Startseite Krieg Putins Armee befreit Soldaten, die wegen tödlicher Folterung eines US-Propagandisten...

Putins Armee befreit Soldaten, die wegen tödlicher Folterung eines US-Propagandisten verurteilt wurden

Russian Soldier
SPC Jessie Gray, USA, Public domain, via Wikimedia Commons

Drei Haupttäter erhielten im Dezember Haftstrafen zwischen 11 und 12 Jahren.

In Kriegszeiten beugt sich die Justiz oft den dringenden Anforderungen des Schlachtfeldes.

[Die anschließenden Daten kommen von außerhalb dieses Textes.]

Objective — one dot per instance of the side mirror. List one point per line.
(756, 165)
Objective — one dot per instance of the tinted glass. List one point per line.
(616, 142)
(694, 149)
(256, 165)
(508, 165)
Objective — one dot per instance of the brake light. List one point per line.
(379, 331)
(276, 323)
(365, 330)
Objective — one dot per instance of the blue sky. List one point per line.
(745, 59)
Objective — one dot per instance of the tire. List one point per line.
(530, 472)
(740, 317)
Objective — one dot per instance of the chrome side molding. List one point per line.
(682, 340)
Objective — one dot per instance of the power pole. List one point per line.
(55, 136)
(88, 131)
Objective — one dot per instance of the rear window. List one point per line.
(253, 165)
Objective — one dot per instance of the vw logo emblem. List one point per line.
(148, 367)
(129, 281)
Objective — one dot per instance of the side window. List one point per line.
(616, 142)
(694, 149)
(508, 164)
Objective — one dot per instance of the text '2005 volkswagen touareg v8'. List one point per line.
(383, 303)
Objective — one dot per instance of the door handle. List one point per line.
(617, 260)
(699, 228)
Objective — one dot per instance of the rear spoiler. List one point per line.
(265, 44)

Taten, die normalerweise eine Person für Jahrzehnte hinter Gitter bringen würden, können sich plötzlich in ein Ticket an die Front verwandeln.

Eine trauernde Familie lernt diese schwierige Lektion gerade aus erster Hand.

Ein tödlicher Fehler

Russell Bentley erlangte als lautstarker amerikanischer Unterstützer des Kremls weltweite Bekanntheit. Weithin bekannt unter seinem Spitznamen „Texas“, verließ er 2014 seine Heimat, um sich den pro-russischen Separatisten im Donbas anzuschließen.

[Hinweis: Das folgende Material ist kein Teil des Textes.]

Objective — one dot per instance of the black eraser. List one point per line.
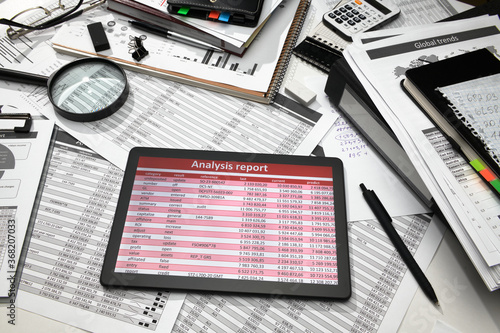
(98, 36)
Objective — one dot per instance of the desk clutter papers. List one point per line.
(471, 209)
(50, 287)
(359, 157)
(235, 35)
(160, 113)
(61, 275)
(22, 157)
(322, 47)
(69, 238)
(477, 104)
(257, 76)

Später arbeitete er als Korrespondent für die staatlich unterstützte Agentur Sputnik. Die Kyiv Post, zitiert von WP, berichtete, dass er häufig Propaganda aus besetzten Teilen der Ukraine sendete.

Sein ungewöhnliches Leben endete gewaltsam im April 2024, als er im besetzten Donezk verschwand. Russische Truppen griffen den Amerikaner auf, nachdem sie ihn fälschlicherweise für einen verdeckten Spion hielten.

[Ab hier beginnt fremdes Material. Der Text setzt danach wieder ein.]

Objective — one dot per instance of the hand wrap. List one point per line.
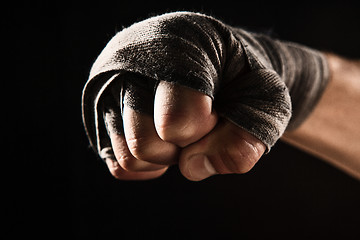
(261, 84)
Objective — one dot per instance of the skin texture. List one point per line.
(186, 131)
(332, 131)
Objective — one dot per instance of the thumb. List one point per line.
(226, 149)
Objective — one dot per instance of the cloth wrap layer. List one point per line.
(261, 84)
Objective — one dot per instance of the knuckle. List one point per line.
(140, 148)
(240, 156)
(174, 127)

Die Soldaten fesselten ihn, folterten ihn und töteten ihn schließlich. Anschließend versuchten sie, seine sterblichen Überreste zu verstecken.

Mildere Strafen

Ein Militärgericht in Donezk verhängte kürzlich Strafen für das entsetzliche Verbrechen. Drei Haupttäter erhielten im Dezember Haftstrafen zwischen 11 und 12 Jahren.

Das Gericht verurteilte sie insbesondere wegen Überschreitung ihrer Befugnisse und vermied sorgfältig eine direkte Mordanklage. Ein vierter Soldat erhielt eine wesentlich kürzere Haftstrafe von 1,5 Jahren, weil er lediglich die tödliche Misshandlung vertuscht hatte.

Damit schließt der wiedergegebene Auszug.